Born in a small rural village in County Mayo, Ireland, Mr Shannon was one of six brothers who shared a passion for music. ‘It really was the brothers who were the musicians, and the village, Treenabontry, was filled with music,’ said his son, Jim Shannon.

In Chicago, Mr Shannon learned to play the bagpipe. While still a teenager, he was persuaded to take up the uilleann pipes, an Irish version of the bagpipe on which the piper uses the elbow to work the bellows and sits rather than stands, while playing.

Playing old recordings of legendary Irish musicians, he mastered the complex instrument. ‘My father, to his last day, could not read a note of music,’ his son said, ‘he taught himself to play by ear.’

As a teenager in 1934, Mr Shannon was the piper at the Irish village at the World’s Fair in Chicago.

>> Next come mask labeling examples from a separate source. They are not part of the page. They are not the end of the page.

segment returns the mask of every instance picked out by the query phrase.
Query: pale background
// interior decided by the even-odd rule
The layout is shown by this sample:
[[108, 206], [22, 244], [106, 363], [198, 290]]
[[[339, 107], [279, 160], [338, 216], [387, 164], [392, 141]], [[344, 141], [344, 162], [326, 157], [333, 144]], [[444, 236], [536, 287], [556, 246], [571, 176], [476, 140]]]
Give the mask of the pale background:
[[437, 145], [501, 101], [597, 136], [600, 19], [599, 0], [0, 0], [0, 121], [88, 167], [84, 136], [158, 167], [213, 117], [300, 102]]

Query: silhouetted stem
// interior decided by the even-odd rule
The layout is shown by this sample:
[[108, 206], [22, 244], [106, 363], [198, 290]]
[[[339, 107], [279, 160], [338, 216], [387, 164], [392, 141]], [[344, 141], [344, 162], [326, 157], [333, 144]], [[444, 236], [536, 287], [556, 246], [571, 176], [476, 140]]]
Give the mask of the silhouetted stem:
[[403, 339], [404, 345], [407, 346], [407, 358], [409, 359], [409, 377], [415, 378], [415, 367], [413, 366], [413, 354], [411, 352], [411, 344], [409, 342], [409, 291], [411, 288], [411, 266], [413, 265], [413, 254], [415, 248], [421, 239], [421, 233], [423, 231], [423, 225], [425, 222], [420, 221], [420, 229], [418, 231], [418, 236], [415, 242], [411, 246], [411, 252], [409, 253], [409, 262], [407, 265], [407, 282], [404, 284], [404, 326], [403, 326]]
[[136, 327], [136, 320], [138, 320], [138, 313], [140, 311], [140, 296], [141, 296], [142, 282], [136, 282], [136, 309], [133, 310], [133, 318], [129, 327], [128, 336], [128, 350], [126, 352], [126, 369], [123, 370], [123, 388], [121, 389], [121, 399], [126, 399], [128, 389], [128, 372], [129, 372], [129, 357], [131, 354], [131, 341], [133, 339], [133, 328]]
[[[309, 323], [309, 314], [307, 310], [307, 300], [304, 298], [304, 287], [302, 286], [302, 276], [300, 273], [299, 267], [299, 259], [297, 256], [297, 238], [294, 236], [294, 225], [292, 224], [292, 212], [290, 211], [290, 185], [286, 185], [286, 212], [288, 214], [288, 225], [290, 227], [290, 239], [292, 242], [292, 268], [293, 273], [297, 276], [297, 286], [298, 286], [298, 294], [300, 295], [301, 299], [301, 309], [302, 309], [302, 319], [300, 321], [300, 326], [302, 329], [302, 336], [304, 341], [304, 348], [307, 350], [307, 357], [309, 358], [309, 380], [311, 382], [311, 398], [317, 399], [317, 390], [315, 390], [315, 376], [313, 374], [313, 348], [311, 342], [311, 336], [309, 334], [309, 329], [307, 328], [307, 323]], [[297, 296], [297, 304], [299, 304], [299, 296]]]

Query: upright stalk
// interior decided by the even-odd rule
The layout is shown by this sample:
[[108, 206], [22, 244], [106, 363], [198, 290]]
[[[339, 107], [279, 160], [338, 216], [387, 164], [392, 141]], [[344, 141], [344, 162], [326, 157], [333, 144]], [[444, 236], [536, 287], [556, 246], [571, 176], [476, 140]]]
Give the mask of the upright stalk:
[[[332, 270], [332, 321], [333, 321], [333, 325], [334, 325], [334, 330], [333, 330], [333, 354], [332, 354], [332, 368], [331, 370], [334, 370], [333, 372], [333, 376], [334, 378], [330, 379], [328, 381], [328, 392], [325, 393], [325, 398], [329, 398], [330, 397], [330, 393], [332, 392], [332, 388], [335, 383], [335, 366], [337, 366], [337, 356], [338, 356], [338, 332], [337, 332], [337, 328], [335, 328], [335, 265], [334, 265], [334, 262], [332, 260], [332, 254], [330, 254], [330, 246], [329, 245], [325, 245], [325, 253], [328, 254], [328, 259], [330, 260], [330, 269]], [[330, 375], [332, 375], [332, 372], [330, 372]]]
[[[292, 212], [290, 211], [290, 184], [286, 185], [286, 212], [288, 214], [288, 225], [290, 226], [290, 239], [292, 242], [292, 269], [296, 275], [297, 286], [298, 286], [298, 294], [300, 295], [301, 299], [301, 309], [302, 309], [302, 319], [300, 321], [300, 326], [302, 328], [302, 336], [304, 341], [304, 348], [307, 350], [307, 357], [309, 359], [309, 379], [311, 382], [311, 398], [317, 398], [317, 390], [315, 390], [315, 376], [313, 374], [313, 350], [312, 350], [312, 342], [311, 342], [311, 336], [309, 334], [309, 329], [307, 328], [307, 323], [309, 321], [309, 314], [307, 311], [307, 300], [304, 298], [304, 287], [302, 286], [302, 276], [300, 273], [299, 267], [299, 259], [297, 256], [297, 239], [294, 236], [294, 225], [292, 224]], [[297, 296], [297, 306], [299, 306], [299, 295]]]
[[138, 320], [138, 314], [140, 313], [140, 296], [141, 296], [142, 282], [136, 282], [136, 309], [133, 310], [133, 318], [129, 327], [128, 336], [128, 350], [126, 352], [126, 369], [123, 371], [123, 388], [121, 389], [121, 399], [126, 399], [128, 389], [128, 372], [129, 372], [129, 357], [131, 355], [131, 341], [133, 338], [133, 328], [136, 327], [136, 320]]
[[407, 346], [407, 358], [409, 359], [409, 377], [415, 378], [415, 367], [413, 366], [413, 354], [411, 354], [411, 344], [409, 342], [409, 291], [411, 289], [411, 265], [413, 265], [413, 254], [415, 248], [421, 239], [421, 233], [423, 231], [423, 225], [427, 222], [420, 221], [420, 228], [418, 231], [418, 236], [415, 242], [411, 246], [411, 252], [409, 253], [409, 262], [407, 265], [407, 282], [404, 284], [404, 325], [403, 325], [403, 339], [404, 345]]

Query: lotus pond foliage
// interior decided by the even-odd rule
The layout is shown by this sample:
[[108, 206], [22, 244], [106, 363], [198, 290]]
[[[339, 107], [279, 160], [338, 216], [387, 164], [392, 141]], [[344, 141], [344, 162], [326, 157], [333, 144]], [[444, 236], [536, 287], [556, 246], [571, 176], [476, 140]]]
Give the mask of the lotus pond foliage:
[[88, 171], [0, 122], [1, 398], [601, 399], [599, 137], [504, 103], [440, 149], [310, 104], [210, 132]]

In the early 1940s, he met Mary Cunningham at a dance on the West Sides.

The couple married and had 13 children, raising them on the West and Northwest Sides.

After working in the stockyards and in freight tunnels, Mr Shannon landed a job in 1951 with the Chicago Fire Department. he worked for the department for 11 years as an ambulance driver until his retirement in 1979.

While with the department in the 1960s, a piper gave Mr Shannon a set of highly valued 75 year old uilleann pipes that re-energized Mr Shannon’s dedication to playing. In 1968, he played in England and Ireland to great acclaim.

In 1983 he received the National Heritage Fellowship Award for master folk and traditional artists from the National Endowment for the Arts, and in 1989 he received Illinois’ Heritage Award.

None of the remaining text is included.